Attributing outputs from Large Language Models (LLMs) in adversarial settings-such as cyberattacks and disinformation-presents significant challenges that are likely to grow in importance. We investigate this attribution problem using formal language theory, specifically language identification in the limit as introduced by Gold and extended by Angluin. By modeling LLM outputs as formal languages, we analyze whether finite text samples can uniquely pinpoint the originating model. Our results show that due to the non-identifiability of certain language classes, under some mild assumptions about overlapping outputs from fine-tuned models it is theoretically impossible to attribute outputs to specific LLMs with certainty. This holds also when accounting for expressivity limitations of Transformer architectures. Even with direct model access or comprehensive monitoring, significant computational hurdles impede attribution efforts. These findings highlight an urgent need for proactive measures to mitigate risks posed by adversarial LLM use as their influence continues to expand.

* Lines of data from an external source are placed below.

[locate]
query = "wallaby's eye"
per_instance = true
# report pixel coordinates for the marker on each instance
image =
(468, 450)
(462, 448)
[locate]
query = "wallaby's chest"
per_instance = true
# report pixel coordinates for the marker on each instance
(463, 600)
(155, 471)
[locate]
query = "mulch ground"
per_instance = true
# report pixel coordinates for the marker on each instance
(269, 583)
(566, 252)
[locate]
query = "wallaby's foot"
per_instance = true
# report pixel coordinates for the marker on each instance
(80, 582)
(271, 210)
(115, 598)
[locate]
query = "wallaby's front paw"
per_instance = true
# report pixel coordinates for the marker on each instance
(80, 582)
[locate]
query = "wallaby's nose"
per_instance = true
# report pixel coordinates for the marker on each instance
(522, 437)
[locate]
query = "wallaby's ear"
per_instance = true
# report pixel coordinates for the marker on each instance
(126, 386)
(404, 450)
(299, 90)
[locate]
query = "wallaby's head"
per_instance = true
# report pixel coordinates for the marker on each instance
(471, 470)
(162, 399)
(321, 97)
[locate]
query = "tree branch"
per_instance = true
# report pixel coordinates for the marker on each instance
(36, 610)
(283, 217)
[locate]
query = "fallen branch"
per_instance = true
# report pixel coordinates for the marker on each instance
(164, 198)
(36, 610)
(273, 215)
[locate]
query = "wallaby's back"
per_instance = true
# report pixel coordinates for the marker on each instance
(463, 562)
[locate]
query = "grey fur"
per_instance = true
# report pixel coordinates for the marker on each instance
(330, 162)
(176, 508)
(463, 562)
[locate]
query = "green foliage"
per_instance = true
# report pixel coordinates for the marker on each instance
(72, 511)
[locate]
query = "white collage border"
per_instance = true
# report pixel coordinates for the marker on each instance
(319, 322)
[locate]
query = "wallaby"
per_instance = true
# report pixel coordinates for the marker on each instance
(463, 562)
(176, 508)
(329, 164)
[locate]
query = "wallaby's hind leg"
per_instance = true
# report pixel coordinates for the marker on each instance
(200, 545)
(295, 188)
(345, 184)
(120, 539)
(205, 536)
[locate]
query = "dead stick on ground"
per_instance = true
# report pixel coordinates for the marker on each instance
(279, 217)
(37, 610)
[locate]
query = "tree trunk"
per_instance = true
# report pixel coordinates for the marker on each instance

翻译：在对抗性场景（如网络攻击和虚假信息传播）中，对大型语言模型（LLMs）的输出进行溯源，构成了重大挑战，且其重要性可能日益凸显。我们利用形式语言理论，特别是Gold提出并由Angluin扩展的极限语言识别理论，来研究这一溯源问题。通过将LLM输出建模为形式语言，我们分析了有限文本样本能否唯一确定其来源模型。我们的结果表明，由于某些语言类的不可识别性，在关于微调模型输出重叠的一些温和假设下，理论上不可能确定地将输出溯源到特定的LLMs。即使考虑Transformer架构的表达能力限制，这一结论依然成立。即使拥有直接模型访问权限或全面的监控，重大的计算障碍也会阻碍溯源工作。这些发现凸显了随着LLMs影响力的持续扩大，迫切需要采取主动措施来缓解其对抗性使用所带来的风险。